Met een vermogensbelasting?

“Dat is het makkelijkste scenario en ik heb daar als superrijke geen enkel bezwaar tegen. Nog beter is dat de rijken zelf spontaan hun vermogen gedeeltelijk beginnen af te bouwen en het geld massaal laten rollen, zodat er een transfer komt van hen naar de gewone mensen. Want dat gebrek aan rollend geld was de voorbije twintig jaar óók een probleem. Alleen werd er dan met een beschuldigende vinger naar Jan Modaal gewezen ‘die op zijn schamele spaarcenten zat’, en niet naar de miljonairs en miljardairs van deze wereld. Zodra de rijken hun centen laten rollen, zal de economie heropleven. Als ze niet vanzelf meer willen uitgeven, zullen ze daar met een vermogensbelasting toe gedwongen moeten worden.”

Waarom gaat u niet in de politiek?

“Ik praatte daar tijdens de lockdown vaak over met mijn schoonmaakster. Zij is een gewone mevrouw uit Oost-Londen en begon er telkens opnieuw over: ‘Waarom stap je niet in de politiek, Gary?’ Ik antwoordde: ‘Dat zou ik kunnen doen, maar dan moet ik eerst lid worden van Labour.’ Ze zei: ‘Als je voor die partij opkomt, stem ik niet voor je.’ Wat wil zeggen dat Labour een ontzettend groot probleem heeft, want ooit waren de socialisten dé spreekbuis van de working class.
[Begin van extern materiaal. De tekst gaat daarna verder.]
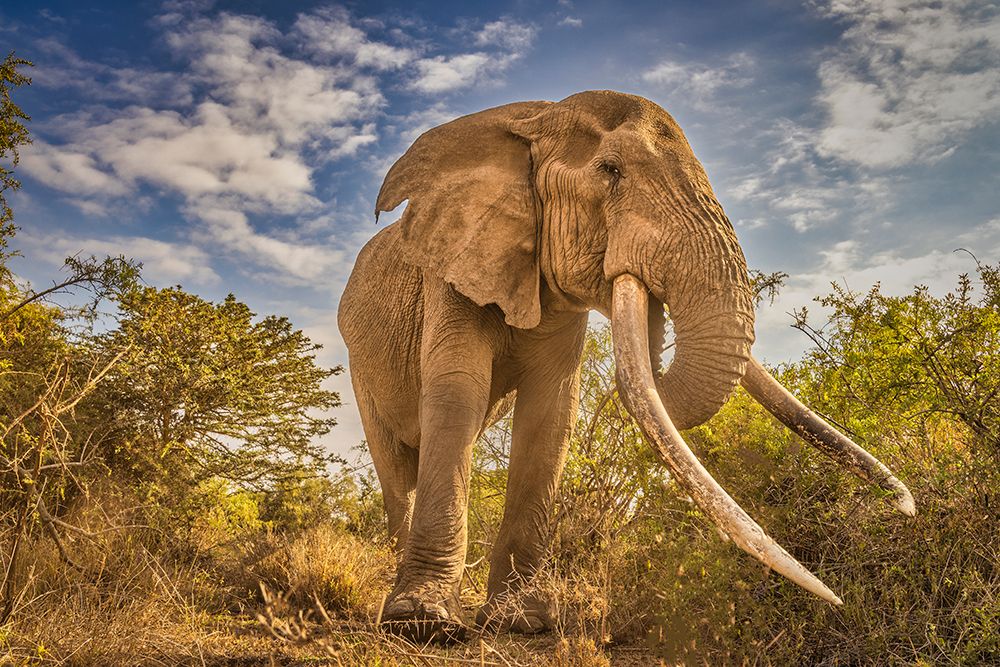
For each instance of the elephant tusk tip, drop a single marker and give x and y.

“In Groot-Brittannië is het wantrouwen tegenover alle politici enorm groot. Ik voel dat wantrouwen niet, omdat ik voorlopig geen politicus ben. Ik kom op de radio, breng vrank en vrij mijn boodschap en voel dat gewone mensen me op handen dragen. Ze vinden het fantastisch dat ik eerlijk ben en zeg waar het op staat. Maar als ik écht iets wil veranderen, moet ik wellicht in de politiek stappen. Alleen vrees ik dat al die gewone mensen mij dan ook zullen wantrouwen. Ik vind het heel jammer dat het vertrouwen in een sociaaldemocratische partij zoals Labour zo laag is. De steeds groter wordende ongelijkheid zou dringend aangepakt moeten worden, want ze vormt een grote bedreiging voor onze hele samenleving.”
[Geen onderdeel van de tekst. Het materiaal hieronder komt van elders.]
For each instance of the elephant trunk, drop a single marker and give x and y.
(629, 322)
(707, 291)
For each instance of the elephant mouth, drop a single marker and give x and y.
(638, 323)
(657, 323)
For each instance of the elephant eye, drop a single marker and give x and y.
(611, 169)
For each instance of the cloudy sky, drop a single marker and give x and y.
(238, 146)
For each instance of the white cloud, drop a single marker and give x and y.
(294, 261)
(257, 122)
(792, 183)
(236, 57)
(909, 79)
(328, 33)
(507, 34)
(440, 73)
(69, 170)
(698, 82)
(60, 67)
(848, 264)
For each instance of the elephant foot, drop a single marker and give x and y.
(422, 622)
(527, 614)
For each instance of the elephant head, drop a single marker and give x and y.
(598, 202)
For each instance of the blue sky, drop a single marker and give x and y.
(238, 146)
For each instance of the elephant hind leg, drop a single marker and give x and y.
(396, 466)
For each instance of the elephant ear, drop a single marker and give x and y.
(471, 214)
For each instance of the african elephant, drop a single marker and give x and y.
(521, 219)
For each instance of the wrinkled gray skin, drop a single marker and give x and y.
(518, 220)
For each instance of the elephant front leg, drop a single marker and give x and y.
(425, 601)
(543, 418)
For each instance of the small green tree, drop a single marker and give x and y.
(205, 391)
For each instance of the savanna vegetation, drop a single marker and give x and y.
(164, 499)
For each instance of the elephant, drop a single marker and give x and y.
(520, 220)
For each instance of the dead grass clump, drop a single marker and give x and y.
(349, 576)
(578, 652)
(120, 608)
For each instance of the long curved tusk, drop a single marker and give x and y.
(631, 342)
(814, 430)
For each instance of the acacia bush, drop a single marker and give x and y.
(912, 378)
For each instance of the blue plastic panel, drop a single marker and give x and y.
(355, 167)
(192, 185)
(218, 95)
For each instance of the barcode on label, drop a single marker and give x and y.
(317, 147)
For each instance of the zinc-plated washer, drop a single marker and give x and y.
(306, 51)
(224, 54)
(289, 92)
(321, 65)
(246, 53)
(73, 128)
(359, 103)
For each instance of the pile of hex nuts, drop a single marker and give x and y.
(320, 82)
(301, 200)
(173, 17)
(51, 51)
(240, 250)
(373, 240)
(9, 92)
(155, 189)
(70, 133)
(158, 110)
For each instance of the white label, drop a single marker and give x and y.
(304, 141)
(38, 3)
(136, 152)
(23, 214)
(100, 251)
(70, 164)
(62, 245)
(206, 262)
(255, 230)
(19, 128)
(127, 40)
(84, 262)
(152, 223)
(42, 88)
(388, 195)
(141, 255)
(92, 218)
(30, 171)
De ongelijkheid wakkert de polarisatie aan?

“Ja, en ook de radicalisering: steeds meer gewone mensen zoeken hun heil bij extreemrechts en bij populisten als Donald Trump of Boris Johnson. Maar redelijke politici én economen moeten ook de hand in eigen boezem steken. Want als er na drie keer stemmen voor een redelijk politicus helemaal niets in de samenleving verandert, wordt de verleiding vanzelf heel groot om de vierde keer voor een extremist of populist met een radicale ‘oplossing’ te kiezen.
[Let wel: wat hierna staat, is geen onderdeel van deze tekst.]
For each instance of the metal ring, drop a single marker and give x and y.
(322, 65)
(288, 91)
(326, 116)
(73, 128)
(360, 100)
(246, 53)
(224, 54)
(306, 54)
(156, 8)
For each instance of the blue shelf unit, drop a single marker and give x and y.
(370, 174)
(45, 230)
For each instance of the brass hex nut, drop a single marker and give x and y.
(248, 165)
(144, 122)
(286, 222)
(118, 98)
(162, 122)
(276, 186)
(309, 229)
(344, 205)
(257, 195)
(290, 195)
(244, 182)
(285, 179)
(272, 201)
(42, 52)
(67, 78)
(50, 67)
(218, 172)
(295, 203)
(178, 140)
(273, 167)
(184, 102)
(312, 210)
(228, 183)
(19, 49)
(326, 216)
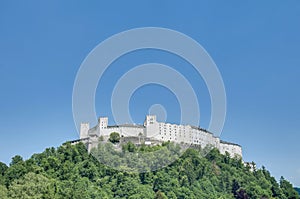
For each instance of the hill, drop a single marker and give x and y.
(298, 190)
(70, 172)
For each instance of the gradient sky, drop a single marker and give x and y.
(255, 44)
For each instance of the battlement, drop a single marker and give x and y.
(152, 129)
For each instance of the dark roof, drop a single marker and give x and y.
(230, 143)
(127, 125)
(201, 129)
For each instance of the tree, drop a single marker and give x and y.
(288, 189)
(160, 195)
(32, 186)
(16, 160)
(114, 137)
(3, 192)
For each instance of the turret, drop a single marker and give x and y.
(84, 129)
(103, 122)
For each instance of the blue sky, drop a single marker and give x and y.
(255, 45)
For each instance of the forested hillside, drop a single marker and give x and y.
(70, 172)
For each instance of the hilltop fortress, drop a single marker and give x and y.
(153, 132)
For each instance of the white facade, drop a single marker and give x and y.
(160, 131)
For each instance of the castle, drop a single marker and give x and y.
(155, 132)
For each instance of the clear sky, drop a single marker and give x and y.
(255, 44)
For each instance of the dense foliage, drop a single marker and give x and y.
(70, 172)
(298, 190)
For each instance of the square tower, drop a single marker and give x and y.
(103, 122)
(84, 129)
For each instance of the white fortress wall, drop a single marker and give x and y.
(159, 131)
(84, 129)
(232, 149)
“Ik zie hoe mijn gewone vrienden steeds harder moeten knokken om het hoofd boven water te houden. Hun toekomst oogt allesbehalve rooskleurig. Intussen wordt de status quo gepredikt en blijft alles bij het oude. De verantwoordelijkheid is verpletterend van economen die ons blijven voorspiegelen dat het ‘volgend jaar beter wordt’. Als het vooruitzicht is: je schip zal ‘maar’ langzaam zinken, stem je toch voor om het even welke idioot? Want of dat schip nu snel of traag zinkt, verdrinken doe je toch.”